We see the same pattern again: A runner is created, the inputs are packaged into tensors, the target is selected (“optimize“) and the action is executed. But now we have an innovation: We get values back. The names of the nodes that are to be returned are defined with fetch. The names contain a suffix: “:0”. This means that they are nodes with multiple outputs, the :0 suffix means that the output with index 0 of the node should be returned.

The output is a list of Tensor objects. These can be converted into various primitive types and arrays to make the result available. Important: The Tensor objects created by the API also have to be closed. Normally, the entries in the list would have to be iterated and closed in a finally block. However, this is very inconvenient and difficult to read. Therefore, it is useful to define an extended use API in Kotlin, with which several objects within a block are marked with use or useAll (for lists of Closables), which are then closed safely (Listing 3).

Listing 3

class Resources : AutoCloseable {
  private val resources = mutableListOf<AutoCloseable>()
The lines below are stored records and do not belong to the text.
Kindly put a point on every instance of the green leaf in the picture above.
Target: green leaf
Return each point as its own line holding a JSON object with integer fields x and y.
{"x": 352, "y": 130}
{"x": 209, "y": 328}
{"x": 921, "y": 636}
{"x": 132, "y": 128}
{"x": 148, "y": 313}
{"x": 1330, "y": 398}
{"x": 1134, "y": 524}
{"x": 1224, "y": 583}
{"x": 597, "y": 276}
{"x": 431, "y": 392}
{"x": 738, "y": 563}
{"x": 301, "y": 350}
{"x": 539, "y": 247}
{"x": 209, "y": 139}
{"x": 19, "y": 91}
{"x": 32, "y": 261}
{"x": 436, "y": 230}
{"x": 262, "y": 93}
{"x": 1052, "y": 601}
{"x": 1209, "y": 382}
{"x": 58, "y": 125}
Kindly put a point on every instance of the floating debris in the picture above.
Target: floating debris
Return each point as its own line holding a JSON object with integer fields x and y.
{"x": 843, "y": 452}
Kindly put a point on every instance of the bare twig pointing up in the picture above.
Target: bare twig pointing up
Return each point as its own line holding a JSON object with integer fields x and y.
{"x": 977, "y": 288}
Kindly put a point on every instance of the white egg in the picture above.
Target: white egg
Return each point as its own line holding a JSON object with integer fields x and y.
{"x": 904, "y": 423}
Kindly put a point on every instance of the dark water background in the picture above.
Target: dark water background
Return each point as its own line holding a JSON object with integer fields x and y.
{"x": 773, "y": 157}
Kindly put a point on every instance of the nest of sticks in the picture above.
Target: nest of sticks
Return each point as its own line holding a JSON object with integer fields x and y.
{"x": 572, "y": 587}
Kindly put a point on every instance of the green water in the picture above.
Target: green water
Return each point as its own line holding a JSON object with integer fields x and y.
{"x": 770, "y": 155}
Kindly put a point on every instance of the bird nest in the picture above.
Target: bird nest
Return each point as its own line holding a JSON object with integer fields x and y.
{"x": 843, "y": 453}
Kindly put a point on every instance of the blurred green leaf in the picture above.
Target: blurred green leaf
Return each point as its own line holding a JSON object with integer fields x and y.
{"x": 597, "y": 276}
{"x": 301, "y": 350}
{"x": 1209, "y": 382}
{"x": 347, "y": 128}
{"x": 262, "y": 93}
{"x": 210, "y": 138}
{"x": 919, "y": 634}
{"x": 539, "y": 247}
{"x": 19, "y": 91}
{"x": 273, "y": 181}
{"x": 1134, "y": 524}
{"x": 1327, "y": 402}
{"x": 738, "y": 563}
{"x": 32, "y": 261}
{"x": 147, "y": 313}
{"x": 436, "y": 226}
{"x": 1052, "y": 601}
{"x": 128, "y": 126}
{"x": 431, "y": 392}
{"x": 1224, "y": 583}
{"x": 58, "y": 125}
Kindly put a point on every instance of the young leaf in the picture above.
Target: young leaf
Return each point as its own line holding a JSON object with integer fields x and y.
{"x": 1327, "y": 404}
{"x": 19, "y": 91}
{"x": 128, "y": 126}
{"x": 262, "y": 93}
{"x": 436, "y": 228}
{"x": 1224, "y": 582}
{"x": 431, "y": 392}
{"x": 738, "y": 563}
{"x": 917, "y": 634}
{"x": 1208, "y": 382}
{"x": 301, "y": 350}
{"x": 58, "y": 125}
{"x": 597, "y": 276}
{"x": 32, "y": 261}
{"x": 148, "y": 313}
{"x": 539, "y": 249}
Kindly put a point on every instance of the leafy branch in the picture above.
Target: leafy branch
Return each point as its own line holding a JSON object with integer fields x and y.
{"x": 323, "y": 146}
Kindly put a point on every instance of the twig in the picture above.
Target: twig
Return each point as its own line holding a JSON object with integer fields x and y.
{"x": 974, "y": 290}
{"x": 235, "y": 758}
  fun <T: AutoCloseable> T.use(): T {
    resources += this
    return this
  }

  fun <T: Collection<AutoCloseable>> T.useAll(): T {
    resources.addAll(this)
    return this
  }

  override fun close() {
    var exception: Exception? = null
    for (resource in resources.reversed()) {
      try {
        resource.close()
      } catch (closeException: Exception) {
        if (exception == null) {
          exception = closeException
        } else {
          exception.addSuppressed(closeException)
        }
      }
    }
    if (exception != null) throw exception
  }
}

inline fun <T> withResources(block: Resources.() -> T): T = 
  Resources().use(block)

This useful trick allows you to close all tensors within a TensorFlow call conveniently and safely. With the inference under Java, it becomes really easy. We remember: Every action on the TensorFlow graph is performed by filling input nodes with input tensors and querying the correct output nodes. This means the following for our example above: The code remains the same, only we don’t set the inputs for the correct solution (labels). This makes sense because we don’t know them yet. In the output, we do not call the nodes for the error calculation and the update of the neural net (total_loss:0, accuracy:0, optimize), so we do not learn. Instead, we only query the result (prediction). Since the input of the solutions is not necessary for the calculation of the result, everything works just like before: There is no error because the part of the graph that trains the neural net remains inactive.

Practical experiences

The method presented here is not only an interesting experiment, but the author has already used it successfully in several commercial projects. Thereby, several advantages have emerged in practical use:

    • The Java API is fast and efficient: There is no performance loss compared to the pure Python application. On the contrary: Since Java is much faster than Python for tasks like data import and pre-processing, it is even easier to implement a high-performance training process.
    • The training runs absolutely stable over several days, Google’s Java implementation has proven to be very reliable.
    • The deployment of the finished product is much easier than that of Python-based products, since only a Java runtime environment and the correct CUDA drivers need to be present – all dependencies are part of the Java TensorFlow library.
    • TensorFlow’s low-level persistence API (as presented here) is easier to use than many of the “official” methods, such as estimators.

    The only real drawback is that part of the project is still Python-based – the definition of the graph. So you need a team that is at least partly at home in the Python world.